The Spanish online giant names a new head of U.S. operations and a new advertising executive, after the resignation of its U.S. president, Stephen Killeen.

Dawn Kawamoto Former Staff writer, CNET News
Dawn Kawamoto covered enterprise security and financial news relating to technology for CNET News.
Dawn Kawamoto
2 min read
Terra Lycos named a new head of U.S. operations and a new advertising executive Wednesday, after the resignation of its U.S. president, Stephen Killeen.

Killeen, who joined the company less than two years ago, was replaced by Mark Stoever, former general manager of Terra Lycos' worldwide media-products unit. Stoever, a six-year veteran of the former Lycos, will become executive vice president of Terra Lycos U.S., a company representative said. The U.S. president title is being eliminated.

The online giant, based in Spain, also named Charles Theiss to the newly created position of vice president of U.S. sales. Theiss previously oversaw advertising at CNN's interactive group.

As previously reported, Killeen and chief technology officer Tim Wright indicated their desire to quit last week, as frustrations mounted over a sense that Terra Lycos was limiting the growth of its American unit, sources said. Wright, however, will remain with the company as CTO, Terra Lycos representatives said Wednesday.

Killeen's departure brings to a close the latest chapter in the short history of Lycos, the fifth most-visited Web property in October 2002 with some 37 million unique visitors, according to a report from online traffic measurement company Nielsen/NetRatings.
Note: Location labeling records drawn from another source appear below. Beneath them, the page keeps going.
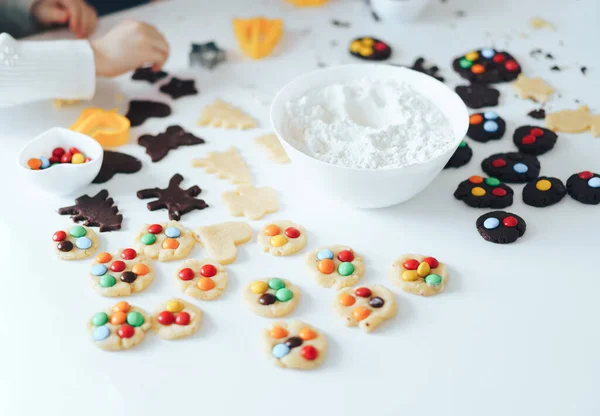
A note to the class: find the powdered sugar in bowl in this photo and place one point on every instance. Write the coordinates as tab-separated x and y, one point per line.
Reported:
368	135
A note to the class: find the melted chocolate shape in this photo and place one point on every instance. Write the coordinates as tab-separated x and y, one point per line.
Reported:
176	200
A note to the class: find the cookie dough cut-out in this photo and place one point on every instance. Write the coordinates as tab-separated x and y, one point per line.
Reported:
365	306
221	240
165	242
295	344
271	298
282	238
176	319
76	244
119	328
419	275
251	202
335	266
204	279
225	115
228	165
121	274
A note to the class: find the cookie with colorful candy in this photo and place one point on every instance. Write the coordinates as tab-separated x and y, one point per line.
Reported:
419	275
121	274
365	306
77	243
204	279
272	297
165	242
119	328
295	344
176	319
335	266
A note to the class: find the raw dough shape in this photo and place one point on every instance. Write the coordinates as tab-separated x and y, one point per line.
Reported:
251	202
272	310
220	240
175	330
227	165
121	287
270	144
293	332
291	245
156	251
114	342
192	288
335	279
77	253
418	286
225	115
376	301
534	88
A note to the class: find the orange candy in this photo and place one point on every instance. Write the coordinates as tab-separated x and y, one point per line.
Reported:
346	299
326	266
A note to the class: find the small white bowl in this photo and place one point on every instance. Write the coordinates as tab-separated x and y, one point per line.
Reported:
64	178
369	188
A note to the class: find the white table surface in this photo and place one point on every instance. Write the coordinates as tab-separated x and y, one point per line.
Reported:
515	333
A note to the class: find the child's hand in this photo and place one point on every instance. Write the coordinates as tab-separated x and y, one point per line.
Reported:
80	16
128	46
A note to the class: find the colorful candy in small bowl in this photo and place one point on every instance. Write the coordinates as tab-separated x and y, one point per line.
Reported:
61	161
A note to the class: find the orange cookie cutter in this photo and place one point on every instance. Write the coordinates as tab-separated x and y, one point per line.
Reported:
107	127
258	36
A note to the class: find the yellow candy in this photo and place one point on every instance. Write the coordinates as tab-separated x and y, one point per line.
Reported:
423	269
278	241
410	275
259	287
174	306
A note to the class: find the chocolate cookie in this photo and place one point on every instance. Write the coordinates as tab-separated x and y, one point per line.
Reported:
487	126
512	167
178	88
116	162
501	227
584	187
370	49
158	146
461	156
534	140
478	192
142	110
478	96
543	192
176	200
487	66
97	211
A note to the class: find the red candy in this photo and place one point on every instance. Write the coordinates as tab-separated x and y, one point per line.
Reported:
186	274
208	270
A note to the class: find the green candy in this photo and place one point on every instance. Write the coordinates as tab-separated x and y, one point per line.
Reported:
346	268
283	295
135	319
77	231
276	283
433	279
99	319
148	239
108	281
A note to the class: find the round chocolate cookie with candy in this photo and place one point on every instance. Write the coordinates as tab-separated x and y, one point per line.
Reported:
487	126
534	140
584	187
501	227
478	192
543	192
512	167
487	66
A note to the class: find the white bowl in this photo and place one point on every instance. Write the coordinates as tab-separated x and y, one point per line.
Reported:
64	178
369	188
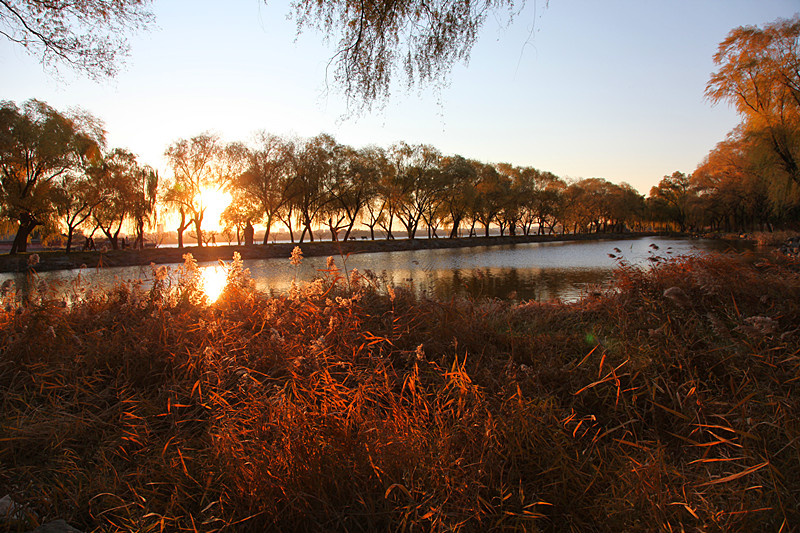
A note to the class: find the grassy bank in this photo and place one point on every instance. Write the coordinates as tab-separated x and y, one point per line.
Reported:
667	404
60	260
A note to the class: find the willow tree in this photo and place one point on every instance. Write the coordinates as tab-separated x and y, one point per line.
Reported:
759	74
38	147
379	39
86	35
194	164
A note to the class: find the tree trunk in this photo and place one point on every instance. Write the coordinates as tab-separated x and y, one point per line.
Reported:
26	225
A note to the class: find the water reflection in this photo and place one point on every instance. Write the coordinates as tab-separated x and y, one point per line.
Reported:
539	271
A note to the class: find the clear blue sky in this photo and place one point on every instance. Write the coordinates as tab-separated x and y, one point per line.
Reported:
582	88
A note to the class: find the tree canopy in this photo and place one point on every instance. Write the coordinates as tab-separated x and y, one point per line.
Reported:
759	74
87	35
377	39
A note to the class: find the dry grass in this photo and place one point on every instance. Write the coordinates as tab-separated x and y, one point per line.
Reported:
668	404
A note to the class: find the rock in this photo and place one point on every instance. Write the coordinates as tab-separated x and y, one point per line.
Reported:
56	526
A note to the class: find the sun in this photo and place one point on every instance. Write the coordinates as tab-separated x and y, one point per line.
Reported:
215	201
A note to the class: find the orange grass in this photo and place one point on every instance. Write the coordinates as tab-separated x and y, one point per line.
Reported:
668	403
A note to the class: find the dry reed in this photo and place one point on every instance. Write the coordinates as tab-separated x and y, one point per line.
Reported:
668	403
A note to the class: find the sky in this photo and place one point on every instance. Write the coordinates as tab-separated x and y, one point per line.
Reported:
582	88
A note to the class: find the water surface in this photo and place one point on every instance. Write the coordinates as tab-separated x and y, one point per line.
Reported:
539	271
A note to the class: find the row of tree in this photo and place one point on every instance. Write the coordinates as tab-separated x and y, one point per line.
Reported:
57	176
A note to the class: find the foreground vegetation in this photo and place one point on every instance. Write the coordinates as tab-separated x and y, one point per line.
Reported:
668	403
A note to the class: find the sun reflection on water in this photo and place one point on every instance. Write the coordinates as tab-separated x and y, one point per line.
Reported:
214	281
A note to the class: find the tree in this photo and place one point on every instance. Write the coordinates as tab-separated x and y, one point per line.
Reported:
194	166
260	189
312	166
759	73
671	197
377	39
117	183
38	146
145	195
86	35
75	197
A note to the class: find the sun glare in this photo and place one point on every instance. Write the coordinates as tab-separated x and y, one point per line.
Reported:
214	281
215	202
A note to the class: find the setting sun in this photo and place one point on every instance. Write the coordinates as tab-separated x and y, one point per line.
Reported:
215	201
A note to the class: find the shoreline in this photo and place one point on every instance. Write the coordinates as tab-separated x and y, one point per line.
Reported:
60	260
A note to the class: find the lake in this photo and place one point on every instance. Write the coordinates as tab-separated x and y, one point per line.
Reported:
538	271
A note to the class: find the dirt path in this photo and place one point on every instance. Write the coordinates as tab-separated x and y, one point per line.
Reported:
59	260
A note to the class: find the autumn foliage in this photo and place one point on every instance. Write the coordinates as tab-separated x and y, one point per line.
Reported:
665	403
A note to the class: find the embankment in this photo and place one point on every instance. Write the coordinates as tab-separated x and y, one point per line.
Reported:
60	260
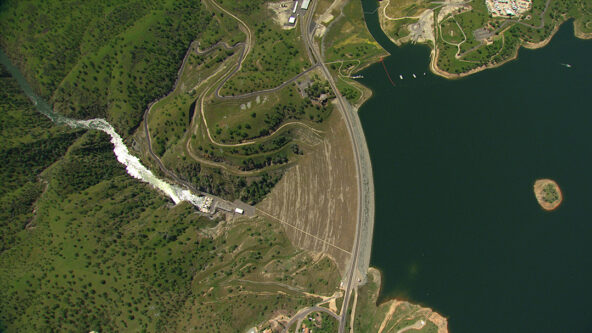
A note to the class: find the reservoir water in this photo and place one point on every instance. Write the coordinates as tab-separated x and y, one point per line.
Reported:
458	228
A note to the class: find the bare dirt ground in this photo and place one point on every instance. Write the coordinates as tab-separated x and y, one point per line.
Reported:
316	200
282	11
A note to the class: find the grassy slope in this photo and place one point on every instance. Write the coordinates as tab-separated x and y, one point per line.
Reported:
349	47
277	54
102	59
105	252
369	315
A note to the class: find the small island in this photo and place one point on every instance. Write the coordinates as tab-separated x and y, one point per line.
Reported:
547	193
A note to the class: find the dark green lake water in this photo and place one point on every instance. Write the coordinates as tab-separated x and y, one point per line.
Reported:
458	228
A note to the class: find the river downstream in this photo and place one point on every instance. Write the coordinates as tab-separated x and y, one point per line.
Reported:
458	228
132	164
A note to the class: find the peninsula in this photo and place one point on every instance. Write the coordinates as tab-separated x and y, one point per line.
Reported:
548	194
468	36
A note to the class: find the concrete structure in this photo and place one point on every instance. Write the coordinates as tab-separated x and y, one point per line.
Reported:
305	4
508	8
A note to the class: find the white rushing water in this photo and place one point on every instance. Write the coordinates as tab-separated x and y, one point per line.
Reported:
132	164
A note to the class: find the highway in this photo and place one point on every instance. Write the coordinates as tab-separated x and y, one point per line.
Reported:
360	256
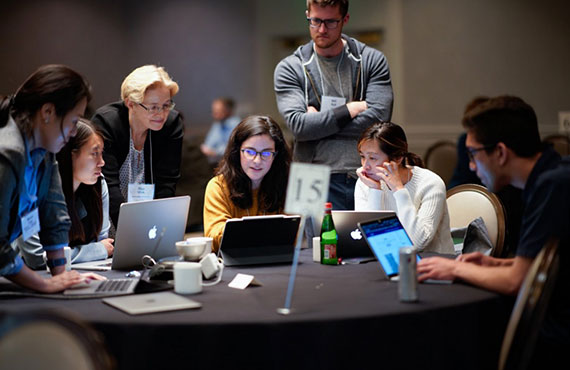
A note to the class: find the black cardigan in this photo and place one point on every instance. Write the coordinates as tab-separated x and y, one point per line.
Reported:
113	120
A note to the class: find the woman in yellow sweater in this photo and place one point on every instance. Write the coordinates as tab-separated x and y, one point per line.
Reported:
251	179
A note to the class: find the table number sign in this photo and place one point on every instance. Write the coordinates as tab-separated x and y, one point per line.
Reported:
307	189
307	192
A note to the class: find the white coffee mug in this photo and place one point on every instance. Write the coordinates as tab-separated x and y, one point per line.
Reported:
317	249
209	241
187	277
191	249
67	253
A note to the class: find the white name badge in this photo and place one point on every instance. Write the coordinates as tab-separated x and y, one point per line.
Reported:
140	192
30	223
331	102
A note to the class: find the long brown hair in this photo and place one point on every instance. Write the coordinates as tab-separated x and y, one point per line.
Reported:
274	183
54	83
392	140
90	195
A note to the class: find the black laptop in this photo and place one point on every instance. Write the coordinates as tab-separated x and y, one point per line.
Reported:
256	240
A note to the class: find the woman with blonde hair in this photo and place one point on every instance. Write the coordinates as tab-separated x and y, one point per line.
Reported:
143	138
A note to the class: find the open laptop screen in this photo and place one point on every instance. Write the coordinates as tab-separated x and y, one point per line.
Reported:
385	237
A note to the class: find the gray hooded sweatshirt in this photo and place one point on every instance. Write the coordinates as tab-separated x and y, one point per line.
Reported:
330	137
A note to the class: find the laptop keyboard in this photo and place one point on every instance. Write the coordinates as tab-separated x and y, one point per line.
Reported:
115	285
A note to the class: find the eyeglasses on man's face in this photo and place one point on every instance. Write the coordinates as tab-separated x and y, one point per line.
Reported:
329	23
250	154
472	151
155	109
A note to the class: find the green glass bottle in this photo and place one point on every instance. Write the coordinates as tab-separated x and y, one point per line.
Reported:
328	238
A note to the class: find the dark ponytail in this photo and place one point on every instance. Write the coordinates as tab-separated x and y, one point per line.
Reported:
5	105
54	83
392	141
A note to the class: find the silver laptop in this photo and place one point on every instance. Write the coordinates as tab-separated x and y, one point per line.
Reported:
351	244
258	240
118	286
385	237
153	302
139	227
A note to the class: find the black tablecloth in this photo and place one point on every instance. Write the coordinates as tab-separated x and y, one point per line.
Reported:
343	317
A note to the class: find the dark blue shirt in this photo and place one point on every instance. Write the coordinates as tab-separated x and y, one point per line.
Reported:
547	213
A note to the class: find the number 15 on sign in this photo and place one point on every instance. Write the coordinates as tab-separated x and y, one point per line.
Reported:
307	189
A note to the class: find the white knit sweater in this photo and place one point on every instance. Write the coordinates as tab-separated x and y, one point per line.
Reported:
420	206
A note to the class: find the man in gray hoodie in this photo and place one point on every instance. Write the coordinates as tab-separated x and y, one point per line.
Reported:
329	91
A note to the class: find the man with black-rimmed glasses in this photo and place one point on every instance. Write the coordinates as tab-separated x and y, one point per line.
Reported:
329	91
504	147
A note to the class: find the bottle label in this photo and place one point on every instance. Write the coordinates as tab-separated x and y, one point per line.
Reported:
329	251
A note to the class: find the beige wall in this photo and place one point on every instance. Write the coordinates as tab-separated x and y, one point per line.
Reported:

Like other Internet darlings, the Lycos unit had a steep fall from grace when the dot-com bubble burst, taking the online advertising market with it and turning once enormous valuations inside-out. Terra Lycos' U.S. online media operations has seen revenue fall 7 percent sequentially in the latest quarter, while rivals Yahoo and MSN were showing sequential growth, said Jeffrey Fieler, a Bear Stearns analyst, in a recent research report.

Stoever, however, laid out plans to bring growth to the unit.

"We have the right properties, the right assets and the right brand recognition," said Stoever, who joined the former Lycos in 1996. "We're going to focus on where advertising dollars are spent, and on growing our subscription (numbers) every month."

To achieve his goal of profitability and growth, Stoever said, new products are being developed for the company's Web site categories that have the higher profit margins, such as online match-making site Matchmaker.com, finance site Quote.com, home-page building site Tripod.com and technology news site Wired.com.

"We'll still offer many things for free, but there are many opportunities to also offer premium services," Stoever said.

During his tenure at Lycos, prior to the $12.5 billion merger with Terra Networks in 2000, Stoever played a role in transforming the company. The executive wrapped content, community, e-mail and other services around the search engine to create a portal, he said.

The late 1990s saw such acquisitions as HotBot.com and Matchmaker.com.

"Terra Lycos has money to spend and we've created a strategy of where we will invest...we have significant support from Spain and a significant opportunity here in the U.S.," Stoever said.